Advanced RAID Levels
Advanced RAID levels are nothing but the basic raid levels combined to get better efficiency, availability and fault tolerance. Can I call it “Nested RAID or Multiple RAID”? ( I think you can)As it is a combination of basic raids. Using the basic elementary mathematics, performance enhancing and more reliable systems are derived in this.
A multiple RAID level is generally created by taking a number of disks and dividing them into sets. Within each set a single RAID level is applied to form a number of arrays. Then, the second RAID level is applied to the arrays to create a higher-level array. Since there are two levels, there are two ways they can be combined. The choice of which level is applied first and which second, has an impact on some important array characteristics. Based on choice of the first level, the naming convention changes.
The standard that most of the industry seems to use is that if RAID level X is applied first and then RAID level Y is applied over it, it is called RAID “X+Y”or “RAID XY” or “RAID X/Y”. All these refer to the same RAID level, it is just that different people follow different way of representation.

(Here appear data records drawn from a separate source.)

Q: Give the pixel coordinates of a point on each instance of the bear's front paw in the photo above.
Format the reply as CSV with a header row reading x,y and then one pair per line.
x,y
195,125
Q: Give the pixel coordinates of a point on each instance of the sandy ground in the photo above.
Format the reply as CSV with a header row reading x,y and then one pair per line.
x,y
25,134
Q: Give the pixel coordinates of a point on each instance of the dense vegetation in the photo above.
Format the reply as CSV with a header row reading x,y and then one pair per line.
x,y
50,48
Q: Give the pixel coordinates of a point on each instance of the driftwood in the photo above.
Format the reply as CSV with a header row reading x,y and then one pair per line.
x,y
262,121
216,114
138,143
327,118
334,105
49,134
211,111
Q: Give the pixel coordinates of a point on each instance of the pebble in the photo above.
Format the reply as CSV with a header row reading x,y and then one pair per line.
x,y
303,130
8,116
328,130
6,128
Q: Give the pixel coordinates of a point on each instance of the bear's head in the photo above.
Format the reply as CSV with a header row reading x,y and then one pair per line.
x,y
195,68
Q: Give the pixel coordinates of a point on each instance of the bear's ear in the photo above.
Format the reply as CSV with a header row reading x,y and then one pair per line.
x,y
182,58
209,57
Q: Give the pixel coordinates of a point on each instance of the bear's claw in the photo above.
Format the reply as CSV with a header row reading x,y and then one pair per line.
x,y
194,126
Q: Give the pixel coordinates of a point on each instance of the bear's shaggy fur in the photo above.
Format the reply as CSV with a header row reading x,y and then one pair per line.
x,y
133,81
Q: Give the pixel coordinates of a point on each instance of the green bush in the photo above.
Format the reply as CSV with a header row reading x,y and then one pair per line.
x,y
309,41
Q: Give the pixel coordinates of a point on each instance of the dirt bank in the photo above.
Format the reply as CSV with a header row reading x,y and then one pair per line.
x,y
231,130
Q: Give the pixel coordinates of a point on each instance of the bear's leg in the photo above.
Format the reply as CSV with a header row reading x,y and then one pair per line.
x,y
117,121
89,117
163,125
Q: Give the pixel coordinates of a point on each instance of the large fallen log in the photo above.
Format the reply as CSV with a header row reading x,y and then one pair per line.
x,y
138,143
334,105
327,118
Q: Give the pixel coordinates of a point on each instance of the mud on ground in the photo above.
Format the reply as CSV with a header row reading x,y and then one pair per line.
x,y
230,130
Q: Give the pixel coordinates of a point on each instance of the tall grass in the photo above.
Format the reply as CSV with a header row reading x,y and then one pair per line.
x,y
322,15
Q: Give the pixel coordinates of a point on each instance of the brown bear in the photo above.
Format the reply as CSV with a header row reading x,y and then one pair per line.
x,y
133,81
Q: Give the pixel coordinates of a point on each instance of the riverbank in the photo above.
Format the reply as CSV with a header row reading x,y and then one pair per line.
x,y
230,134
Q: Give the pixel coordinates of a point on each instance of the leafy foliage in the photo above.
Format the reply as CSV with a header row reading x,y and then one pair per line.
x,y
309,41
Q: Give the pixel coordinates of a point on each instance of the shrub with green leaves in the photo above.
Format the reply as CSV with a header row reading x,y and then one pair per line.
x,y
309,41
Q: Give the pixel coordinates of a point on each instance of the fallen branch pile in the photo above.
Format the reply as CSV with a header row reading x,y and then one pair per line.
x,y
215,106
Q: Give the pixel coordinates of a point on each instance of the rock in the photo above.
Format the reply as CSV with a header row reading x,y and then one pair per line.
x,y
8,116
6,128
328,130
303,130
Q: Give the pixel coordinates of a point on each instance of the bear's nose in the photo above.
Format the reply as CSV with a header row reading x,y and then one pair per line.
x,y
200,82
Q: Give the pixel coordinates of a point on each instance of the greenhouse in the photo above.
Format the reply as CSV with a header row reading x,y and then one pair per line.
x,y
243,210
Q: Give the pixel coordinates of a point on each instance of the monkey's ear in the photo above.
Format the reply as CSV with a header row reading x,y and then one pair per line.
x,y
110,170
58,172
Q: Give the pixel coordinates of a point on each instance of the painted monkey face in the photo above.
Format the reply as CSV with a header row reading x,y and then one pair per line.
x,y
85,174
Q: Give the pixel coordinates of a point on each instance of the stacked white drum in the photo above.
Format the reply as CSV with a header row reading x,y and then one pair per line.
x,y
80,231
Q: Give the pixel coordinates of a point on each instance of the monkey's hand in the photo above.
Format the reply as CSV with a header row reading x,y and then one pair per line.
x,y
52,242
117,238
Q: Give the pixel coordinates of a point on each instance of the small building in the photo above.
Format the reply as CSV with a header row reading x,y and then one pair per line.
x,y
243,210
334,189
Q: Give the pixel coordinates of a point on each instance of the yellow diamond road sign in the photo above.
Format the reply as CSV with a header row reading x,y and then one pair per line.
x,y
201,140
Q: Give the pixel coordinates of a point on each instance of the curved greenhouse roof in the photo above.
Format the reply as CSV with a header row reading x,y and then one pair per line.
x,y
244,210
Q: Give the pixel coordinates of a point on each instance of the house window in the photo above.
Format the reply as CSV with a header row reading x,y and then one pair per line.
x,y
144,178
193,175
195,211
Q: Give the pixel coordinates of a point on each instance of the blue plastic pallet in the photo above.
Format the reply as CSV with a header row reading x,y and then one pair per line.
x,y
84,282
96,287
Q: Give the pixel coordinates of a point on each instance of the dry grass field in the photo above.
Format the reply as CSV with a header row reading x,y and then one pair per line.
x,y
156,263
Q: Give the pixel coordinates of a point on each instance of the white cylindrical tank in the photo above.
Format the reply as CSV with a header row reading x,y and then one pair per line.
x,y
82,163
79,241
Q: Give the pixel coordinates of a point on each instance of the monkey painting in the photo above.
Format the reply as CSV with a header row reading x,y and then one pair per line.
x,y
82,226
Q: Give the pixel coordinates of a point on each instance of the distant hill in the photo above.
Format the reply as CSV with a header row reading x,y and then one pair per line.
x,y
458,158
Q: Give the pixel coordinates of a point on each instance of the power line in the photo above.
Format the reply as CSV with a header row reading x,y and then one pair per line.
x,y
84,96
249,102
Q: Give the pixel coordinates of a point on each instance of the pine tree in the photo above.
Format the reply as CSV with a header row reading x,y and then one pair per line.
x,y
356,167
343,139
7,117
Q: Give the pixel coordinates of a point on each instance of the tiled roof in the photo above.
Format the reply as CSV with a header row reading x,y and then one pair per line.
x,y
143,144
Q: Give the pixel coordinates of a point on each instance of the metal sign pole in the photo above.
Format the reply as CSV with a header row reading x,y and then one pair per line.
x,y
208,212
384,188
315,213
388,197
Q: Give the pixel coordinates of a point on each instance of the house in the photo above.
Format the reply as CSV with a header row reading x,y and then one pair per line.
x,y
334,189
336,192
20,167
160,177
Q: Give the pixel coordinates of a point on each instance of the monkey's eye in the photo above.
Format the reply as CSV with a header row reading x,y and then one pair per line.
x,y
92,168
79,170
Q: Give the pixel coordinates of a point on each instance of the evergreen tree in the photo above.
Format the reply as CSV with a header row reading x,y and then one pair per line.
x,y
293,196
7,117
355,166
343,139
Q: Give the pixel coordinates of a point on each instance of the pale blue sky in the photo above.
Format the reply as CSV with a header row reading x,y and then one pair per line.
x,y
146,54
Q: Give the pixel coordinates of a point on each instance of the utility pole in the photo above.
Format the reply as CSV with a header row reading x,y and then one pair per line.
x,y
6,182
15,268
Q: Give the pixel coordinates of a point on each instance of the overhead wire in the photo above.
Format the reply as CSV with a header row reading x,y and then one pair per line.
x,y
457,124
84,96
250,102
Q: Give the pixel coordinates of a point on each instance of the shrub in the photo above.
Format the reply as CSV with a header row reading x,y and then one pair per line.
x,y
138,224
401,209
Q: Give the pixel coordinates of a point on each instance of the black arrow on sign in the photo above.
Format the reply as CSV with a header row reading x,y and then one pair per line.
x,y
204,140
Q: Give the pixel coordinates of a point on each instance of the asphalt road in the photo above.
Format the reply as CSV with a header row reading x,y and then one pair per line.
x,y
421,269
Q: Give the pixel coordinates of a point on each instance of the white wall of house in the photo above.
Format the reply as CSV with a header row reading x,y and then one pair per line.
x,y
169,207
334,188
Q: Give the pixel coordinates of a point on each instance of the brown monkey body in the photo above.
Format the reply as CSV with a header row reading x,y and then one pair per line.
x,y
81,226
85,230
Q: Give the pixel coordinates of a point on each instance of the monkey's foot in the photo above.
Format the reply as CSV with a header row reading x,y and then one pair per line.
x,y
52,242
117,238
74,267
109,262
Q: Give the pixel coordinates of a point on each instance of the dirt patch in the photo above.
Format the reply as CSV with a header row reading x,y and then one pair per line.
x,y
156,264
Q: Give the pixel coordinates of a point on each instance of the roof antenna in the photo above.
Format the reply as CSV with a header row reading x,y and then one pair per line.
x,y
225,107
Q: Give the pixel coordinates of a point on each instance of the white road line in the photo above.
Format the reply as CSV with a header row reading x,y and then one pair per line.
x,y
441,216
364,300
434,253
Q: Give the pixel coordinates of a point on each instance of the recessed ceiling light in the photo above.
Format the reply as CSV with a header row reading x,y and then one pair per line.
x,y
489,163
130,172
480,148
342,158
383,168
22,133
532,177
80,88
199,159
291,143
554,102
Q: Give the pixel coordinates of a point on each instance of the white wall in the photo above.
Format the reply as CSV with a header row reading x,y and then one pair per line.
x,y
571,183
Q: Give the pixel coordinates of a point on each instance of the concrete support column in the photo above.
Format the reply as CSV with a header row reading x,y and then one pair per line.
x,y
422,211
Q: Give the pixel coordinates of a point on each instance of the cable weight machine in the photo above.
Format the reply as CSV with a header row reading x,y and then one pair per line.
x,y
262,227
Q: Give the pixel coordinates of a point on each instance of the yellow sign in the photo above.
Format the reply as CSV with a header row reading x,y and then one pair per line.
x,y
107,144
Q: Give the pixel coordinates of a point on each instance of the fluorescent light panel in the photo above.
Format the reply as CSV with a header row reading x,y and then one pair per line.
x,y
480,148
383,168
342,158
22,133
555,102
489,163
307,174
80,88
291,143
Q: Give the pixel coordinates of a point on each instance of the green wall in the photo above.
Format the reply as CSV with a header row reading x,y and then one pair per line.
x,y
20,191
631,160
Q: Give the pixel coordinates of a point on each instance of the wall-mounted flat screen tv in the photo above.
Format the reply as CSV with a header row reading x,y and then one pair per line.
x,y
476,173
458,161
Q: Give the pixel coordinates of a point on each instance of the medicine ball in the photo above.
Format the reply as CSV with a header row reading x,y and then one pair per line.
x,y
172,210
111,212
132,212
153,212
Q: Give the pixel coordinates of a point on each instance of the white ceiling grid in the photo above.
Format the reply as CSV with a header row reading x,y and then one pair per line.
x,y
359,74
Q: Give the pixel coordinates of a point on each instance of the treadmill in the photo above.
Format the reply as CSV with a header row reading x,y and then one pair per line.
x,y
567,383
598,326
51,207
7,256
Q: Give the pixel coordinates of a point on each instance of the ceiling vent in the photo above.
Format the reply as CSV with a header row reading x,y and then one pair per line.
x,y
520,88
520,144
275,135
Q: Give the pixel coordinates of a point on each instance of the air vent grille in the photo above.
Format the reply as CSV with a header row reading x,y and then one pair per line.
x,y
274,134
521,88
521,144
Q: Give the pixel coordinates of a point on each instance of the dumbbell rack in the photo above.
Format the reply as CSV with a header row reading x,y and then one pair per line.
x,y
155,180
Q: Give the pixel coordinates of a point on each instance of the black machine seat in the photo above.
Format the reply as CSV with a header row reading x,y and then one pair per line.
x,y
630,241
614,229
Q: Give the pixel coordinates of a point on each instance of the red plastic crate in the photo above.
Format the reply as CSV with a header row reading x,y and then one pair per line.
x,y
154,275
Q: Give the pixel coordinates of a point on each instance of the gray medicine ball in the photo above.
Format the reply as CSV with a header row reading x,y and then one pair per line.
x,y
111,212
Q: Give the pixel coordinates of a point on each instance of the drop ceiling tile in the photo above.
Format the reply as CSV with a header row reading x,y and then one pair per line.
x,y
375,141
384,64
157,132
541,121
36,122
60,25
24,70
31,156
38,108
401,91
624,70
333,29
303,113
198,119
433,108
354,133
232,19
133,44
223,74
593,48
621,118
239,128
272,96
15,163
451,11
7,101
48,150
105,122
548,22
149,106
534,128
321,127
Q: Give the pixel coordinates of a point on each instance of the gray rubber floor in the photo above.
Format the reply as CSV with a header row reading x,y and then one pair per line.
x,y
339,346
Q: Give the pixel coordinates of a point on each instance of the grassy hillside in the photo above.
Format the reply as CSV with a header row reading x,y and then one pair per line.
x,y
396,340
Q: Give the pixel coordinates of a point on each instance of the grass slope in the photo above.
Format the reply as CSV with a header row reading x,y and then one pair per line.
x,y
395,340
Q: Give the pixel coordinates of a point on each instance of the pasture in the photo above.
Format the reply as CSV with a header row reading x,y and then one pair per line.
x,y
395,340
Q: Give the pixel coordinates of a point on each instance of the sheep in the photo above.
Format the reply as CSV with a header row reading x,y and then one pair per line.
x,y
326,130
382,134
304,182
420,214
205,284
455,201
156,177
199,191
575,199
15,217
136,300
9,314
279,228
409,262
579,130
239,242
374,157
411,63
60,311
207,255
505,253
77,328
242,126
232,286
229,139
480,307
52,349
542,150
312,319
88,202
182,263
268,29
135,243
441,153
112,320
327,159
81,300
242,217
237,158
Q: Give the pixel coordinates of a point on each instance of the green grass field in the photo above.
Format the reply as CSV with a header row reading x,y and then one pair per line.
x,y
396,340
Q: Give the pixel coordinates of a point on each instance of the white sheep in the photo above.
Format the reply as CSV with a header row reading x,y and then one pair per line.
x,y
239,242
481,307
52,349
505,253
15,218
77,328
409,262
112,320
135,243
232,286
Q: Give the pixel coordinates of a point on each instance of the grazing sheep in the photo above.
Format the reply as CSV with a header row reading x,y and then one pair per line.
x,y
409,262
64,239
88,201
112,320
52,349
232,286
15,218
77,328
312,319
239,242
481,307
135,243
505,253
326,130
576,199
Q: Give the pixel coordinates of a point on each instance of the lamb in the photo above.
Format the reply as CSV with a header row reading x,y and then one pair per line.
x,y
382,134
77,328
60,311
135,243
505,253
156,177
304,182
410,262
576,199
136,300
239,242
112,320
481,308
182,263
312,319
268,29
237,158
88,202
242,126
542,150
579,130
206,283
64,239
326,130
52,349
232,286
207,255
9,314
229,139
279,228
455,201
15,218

Now the question arises if there is any difference between RAID “Y+X” and RAID “X+Y”? If you have ten marbles, why would you care if they are arranged in five columns and two rows (5 * 2), or two columns and five rows (2 * 5)? Same here: aren’t ten disks in an array represent ten marbles?
In many respects, there is no difference between them: there is no impact on drive requirements, capacity, storage efficiency, and importantly, not much impact on performance. The big difference comes into play when we look at fault tolerance. Most controllers implement multiple level RAID by forming a “super array” comprised of “sub-arrays” underneath it. In many cases the arrays that comprise the “super array”–often called sets–are considered to be logical “single units”, which means that the controller only considers one of these “single units” to either be “up” or “down” as a whole. It will make use of redundancy features within a sub-array, but not between sub-arrays, even if the higher-level array means that drives in different sub-arrays will have the same data.